Cuando marcó el número mis dedos empezaron a jugar entre sus piernas, cómo imaginaba su coño estaba empapado y sensible. A los tres tonos escuché la voz de María.
- Hola!!! ¿Que tal? Has probado ya la crema...
- Estoy en ello.... Sólo que al final he vuelto a pagarla, me he sentido culpable...
- En serio...
- Si...
En ese momento dos de mis dedos entraban y salían de su sexo a buen ritmo...
- María me voy a dar una ducha que me duele la cabeza mañana te llamo.

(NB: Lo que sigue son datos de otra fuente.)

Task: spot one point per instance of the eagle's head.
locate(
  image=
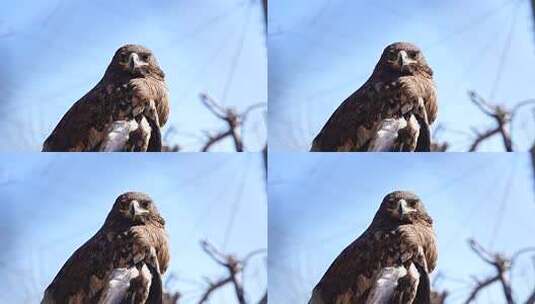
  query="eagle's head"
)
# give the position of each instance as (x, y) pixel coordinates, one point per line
(135, 61)
(134, 208)
(402, 207)
(403, 59)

Y colgó sin dar tiempo a réplica.
Unos segundos después se corría en mis rodillas con el culo ardiendo y el rostro rojo cómo un tomate.
Le di unos minutos para recuperar y le dije.
- Ahora te vas al despacho, coges unos folios y un bolígrafo y escribes y describes lo que te ha pasado esta tarde. Yo me voy a dar una ducha y a preparar algo de cena, que después de cenar me leerás lo que has escrito antes de irte a la cama, que ya sabes que las niñas malas se van pronto a la cama castigadas.